Mesmo se o objectivo for o primeiro, não é fácil perceber como alcançá-lo, sem arriscar uma escalada ou sem que isso envolva um tipo de envolvimento no conflito que ninguém parece disposto a ter. Certo é que um ataque “punitivo limitado” como o de Abril de 2017, quando Trump ordenou o disparo de 59 mísseis contra a base área que o regime de Assad usara para atacar com gás sarin Khan Sheikhoun, no noroeste da Síria, que fez mais de 80 mortos.
“Há uma tensão entre o desejo de fazer algo maior do que da última vez a e a intenção clara do Presidente de não se envolver em operações prolongadas”, diz Michèle A. Flournoy, secretário adjunto da Defesa com Barack Obama, citada pelo jornal The New York Times. “É possível que eles preparem um só ataque maior ou uma série de ataques mais pequenos. Mas, no fim de contas, só uma pressão prolongada mudaria os cálculos de Assad sobre o uso de armas químicas”.
David F. Gordon, director de planeamento político no Departamento de Estado na presidência de George W. Bush diz mais ou menos o mesmo, recorrendo a outros termos. “Provavelmente, o que eles estão a fazer é a pensar. ‘O que é que podemos destruir que enfraqueça este tipo?’”, descreve. “Estamos prontos para oferecer diferentes opções militares, se forem apropriadas, quando o Presidente o determinar”, afirmou o secretário da Defesa, Jim Mattis.
Assad, entretanto, já está a pôr a salvo todos os sistemas de armamento importantes ao mesmo tempo que terá deslocado o grosso da sua capacidade aérea para a base russa perto de Latakia, junto ao Mediterrâneo.
85 vezes desde 2013
Atacar por atacar pode ser até contraproducente. “Seria muito prejudicial dizer que haverá um grande preço a pagar [como afirmou Trump, no domingo] e depois fazer menos do que o ano passado”, diz o assessor de um congressista em declarações à revista Foreign Policy.
Segundo a ONG Human Rights Watch, Assad usou armas químicas contra a sua população 85 vezes desde Agosto de 2013, quando mais de 1400 pessoas sucumbiram a um ataque com sarin em Ghouta. Foi o mais perto que esteve de arriscar uma intervenção internacional alargada contra o seu regime.
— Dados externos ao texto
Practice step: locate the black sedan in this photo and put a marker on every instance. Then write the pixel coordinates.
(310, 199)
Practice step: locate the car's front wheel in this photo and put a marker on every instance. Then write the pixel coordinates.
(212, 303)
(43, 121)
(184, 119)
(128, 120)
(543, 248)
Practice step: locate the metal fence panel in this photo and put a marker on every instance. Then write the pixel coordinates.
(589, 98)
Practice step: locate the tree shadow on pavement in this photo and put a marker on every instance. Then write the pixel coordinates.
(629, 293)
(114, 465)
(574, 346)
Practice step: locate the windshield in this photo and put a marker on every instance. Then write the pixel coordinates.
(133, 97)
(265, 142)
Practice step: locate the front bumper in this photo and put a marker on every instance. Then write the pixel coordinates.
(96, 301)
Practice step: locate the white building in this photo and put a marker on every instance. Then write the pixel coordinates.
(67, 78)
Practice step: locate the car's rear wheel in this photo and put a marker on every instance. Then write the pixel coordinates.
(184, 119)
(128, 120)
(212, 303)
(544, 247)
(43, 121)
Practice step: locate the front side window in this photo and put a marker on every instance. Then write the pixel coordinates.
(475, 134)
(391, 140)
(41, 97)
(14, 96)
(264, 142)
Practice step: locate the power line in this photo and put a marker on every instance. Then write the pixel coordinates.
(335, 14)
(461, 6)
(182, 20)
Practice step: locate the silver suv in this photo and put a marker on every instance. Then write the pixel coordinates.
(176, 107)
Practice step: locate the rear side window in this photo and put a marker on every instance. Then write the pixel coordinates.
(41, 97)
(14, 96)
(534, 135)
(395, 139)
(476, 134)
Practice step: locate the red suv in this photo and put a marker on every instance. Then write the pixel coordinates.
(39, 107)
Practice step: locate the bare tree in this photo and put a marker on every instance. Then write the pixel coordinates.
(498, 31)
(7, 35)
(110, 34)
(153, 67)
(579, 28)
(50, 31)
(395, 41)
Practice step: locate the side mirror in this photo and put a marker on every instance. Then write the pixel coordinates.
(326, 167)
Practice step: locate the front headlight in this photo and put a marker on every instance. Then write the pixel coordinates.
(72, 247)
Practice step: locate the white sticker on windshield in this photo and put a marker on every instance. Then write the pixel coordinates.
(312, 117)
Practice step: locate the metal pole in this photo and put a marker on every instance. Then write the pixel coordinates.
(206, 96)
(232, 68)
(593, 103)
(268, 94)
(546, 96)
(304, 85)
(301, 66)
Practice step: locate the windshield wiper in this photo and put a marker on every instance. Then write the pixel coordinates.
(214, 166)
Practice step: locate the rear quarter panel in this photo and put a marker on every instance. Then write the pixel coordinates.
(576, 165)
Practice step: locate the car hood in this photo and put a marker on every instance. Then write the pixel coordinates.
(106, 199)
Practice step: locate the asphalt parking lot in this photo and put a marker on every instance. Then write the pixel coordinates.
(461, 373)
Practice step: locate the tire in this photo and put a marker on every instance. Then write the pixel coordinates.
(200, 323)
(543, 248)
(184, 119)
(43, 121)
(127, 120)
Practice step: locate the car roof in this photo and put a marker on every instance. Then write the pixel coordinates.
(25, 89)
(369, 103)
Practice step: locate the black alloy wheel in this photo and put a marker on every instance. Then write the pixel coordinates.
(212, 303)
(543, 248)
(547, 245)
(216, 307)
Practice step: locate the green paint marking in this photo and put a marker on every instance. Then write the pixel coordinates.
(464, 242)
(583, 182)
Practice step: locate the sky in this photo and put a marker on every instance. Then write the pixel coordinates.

Os EUA, com Barack Obama no poder, recuaram então face a um acordo mediado pelos russo para Damasco identificar e abdicar de todas as armas de destruição maciça de que dispunha – o que obviamente não aconteceu.
A guerra síria como a conhecemos durante alguns anos está prestes a terminar. Com iranianos, membros do Hezbollah libanês e até milícias iraquianas no terreno, mais a potência da aviação russa, Assad derrotou já quase toda a oposição. O problema é que na Síria estão envolvidos muitos mais actores e ninguém quer provocar uma escalada que resulte num conflito entre potências nucleares às portas da Europa.
Como escreve o jornal Le Monde em editorial, “desta vez é preciso ir mais longe” do que em 2017, mas “sem precipitações e com o maior número de aliados possíveis, sem negligenciar os efeitos de operações num ambiente absolutamente explosivo e na presença de actores como a Rússia e o Irão, mas também Israel e a Turquia”. Termina o jornal: “Poucas vezes o Médio Oriente terá estado tão perigoso”.